Citizen science is related to “big data” and data-driven science (see also this article), and in particular to data mining and machine learning. According to a new astrostatistics book by Ivezic, Connolly, VanderPlas, & Gray, data mining is “a set of techniques for analyzing and describing structured data, for example, finding patterns in large data sets. Common methods include density estimation, unsupervised classification, clustering, principal component analysis, locally linear embedding, and projection pursuit.” Machine learning is a “term for a set of techniques for interpreting data by comparing them to models for data behavior (including the so-called nonparametric models), such as various regression methods, supervised classification methods, maximum likelihood estimators, and the Bayesian method.” Kaggle has data prediction competitions for machine learning, and their most recent one involved challenging people to develop automated algorithms to classify GZ galaxy morphologies like as well as the “crowd-sourced” classifications, and the winning codes performed rather well. Nothing beats numerous visual classifications, but there is clearly much to be learned along these lines.

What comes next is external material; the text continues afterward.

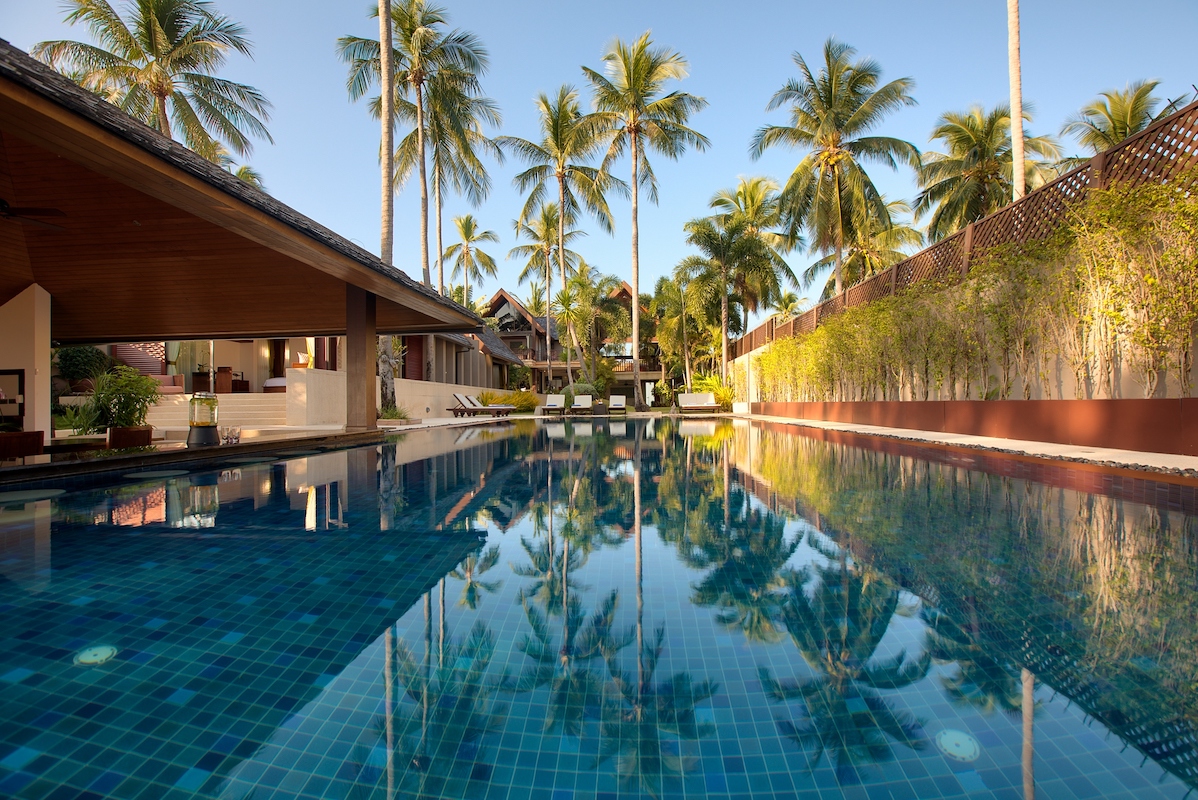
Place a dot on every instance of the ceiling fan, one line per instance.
(26, 216)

Finally, sociologists, political scientists, economists and other social scientists have been studying CS, such as the organization and efficacy of CS projects, motivations of participants, and applications to industry and policy making. For example, Amy Freitag has written about how citizen science programs define “success” and their rigorous data collection. The sociologist Anne Holohan has written a book Community, Competition and Citizen Science on collaborative computing projects around the world. Eugenia Rodrigues is studying the views and experiences of participants in CS initiatives, and Hauke Riesch has written on this subject as well. (This is also related to the work by Galaxy Zoo scientists in Raddick et al. on participants’ motivations.)

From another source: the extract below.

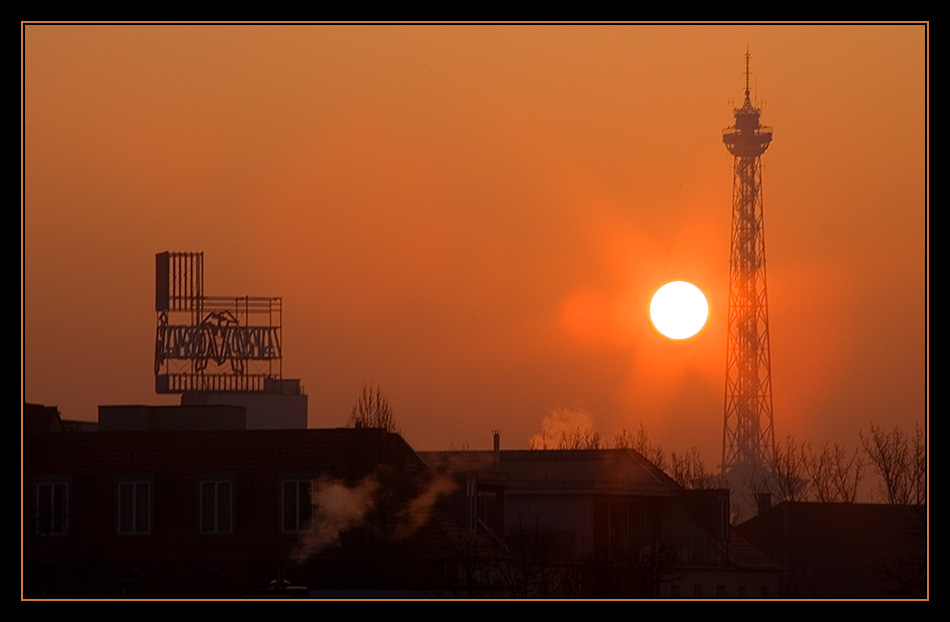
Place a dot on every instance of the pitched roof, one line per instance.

In a recent interesting article, Chiara Franzoni & Henry Sauermann analyze the organizational features, dimensions of openness, and benefits of CS research. As case studies, they examine GZ, Foldit (an online computer game about protein folding), and Polymath (involving many mathematicians collectively solving problems). They argue that the open participation and open disclosure of inputs, which they mention is also characteristic of open source software, distinguish CS from traditional “Mertonian” science. (Robert Merton was a sociologist who emphasized—perhaps too much—social and cultural factors in science, such as scientists’ desire for peer recognition and career benefits, disputes between scientists, etc. I ended up not discussing him in my post on “paradigm shifts“.) They also discuss knowledge-related and motivational benefits, and they point out that CS projects that involve subjects less popular than astronomy or ornithology, for example, or that address very narrow and specific questions may face challenges in recruiting volunteers. Finally, they discuss organizational challenges, such as division of labor and the need for project leadership and infrastructure. If you’re interested, Bonney et al. in Science magazine is another shorter article about organizational challenges and developments in citizen science.